I am also reading that Gemini is coming to Chrome. What can you do with Gemini in the web browser?
Pichai: What is it on the web page and can answer questions for you, and help you with the tasks. You can imagine seeing something you want to understand, such as a set of data on a web page, and saying, “Summarize it quickly for me.” Now all this is possible, okay? Once again, being an assistant for the user is to help them to help them when browsing the web. These are all possibilities.
I want to find a sense of art. I imagine that you can spend most of the 2024 only to improve Gemini 1.0. But when you look forward to training a Gemini 2.0, do you look like you have already talked about more data and counting on the techniques you already prepared? Or are there some basic research achievements you need to make first?
Hassabis: A great question. I think the answer is both – we are moving the fronts forward. We are watching many blue sky research on things like planning. Lengthening the context; And we will need all these important abilities that the current system does not have and if we are going to the AGI level system. So we are working hard on them all.

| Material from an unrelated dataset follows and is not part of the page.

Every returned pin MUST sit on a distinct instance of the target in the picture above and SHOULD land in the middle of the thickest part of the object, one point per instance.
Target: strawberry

There is a lot of juice left to achieve the top scaling, improve architecture, and perhaps more extra improvement of these modern skills. And in fact there is a large number of research fields that look hopeful.
Pichai: I would say it feels very quickly for me. We have a clear line of eyes that Gemini 2.0 is going to improve. If I see all the tasks that Google Deep is doing, and you say there are 10 to 15 areas – right now you are seeing rapid growth in an area, right? But there are also innovations from other areas, which will come to them all.

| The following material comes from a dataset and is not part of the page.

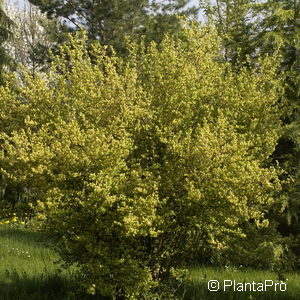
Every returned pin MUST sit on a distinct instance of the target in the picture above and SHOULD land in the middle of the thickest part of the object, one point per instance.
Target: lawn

It seems that your model is really nice to win coding competitions. A year from now, can you imagine that they need to be good that you do not need to hire more engineers?
Pichai: I think this really makes programmers much fruitful, and over time takes some tasks out of job.
I think programmers will have sophisticated tools that more and more people will become programmers. We should not reduce it. The bar will change, and it will expand access to the field.
Sunder, we were talking earlier this year, and you mentioned that if the pace of development in the AI field was slightly slow, you would not mind. How are you feeling about the pace of growth now?
Pichai: I have two lenses I use. I am very hopeful about the ability. For example, if I go back and forth that the successes here can easily help develop against cancer, I want it to move as soon as possible. Why would you not do? But I think that as we are going to more and more capable models, we need to take time to ensure that we keep the safety measures in place.
I think the pace is still in a place where it is interesting. But there will be moments where we feel that we can all take a breath and catch. I think they will go hand in hand.
Hassabis: I agree. It has been a little journey of rocket ship for the entire field. I’ve been working on it for 20, 30 years, and for me it is fantastic to do everything. Diseases will really be cured by AI-capable technologies. New content will help us in climate change. I think AI can be applied to help society. We are really, practical, practical, useful things, just beyond sports and things we used to do so well.
But at the same time, I have always believed that it is one of the most changing technologies that will invent humanity. I think more and more people are coming to this scene. So we need to really think and be responsible, and get more and more distant about the unannounced results.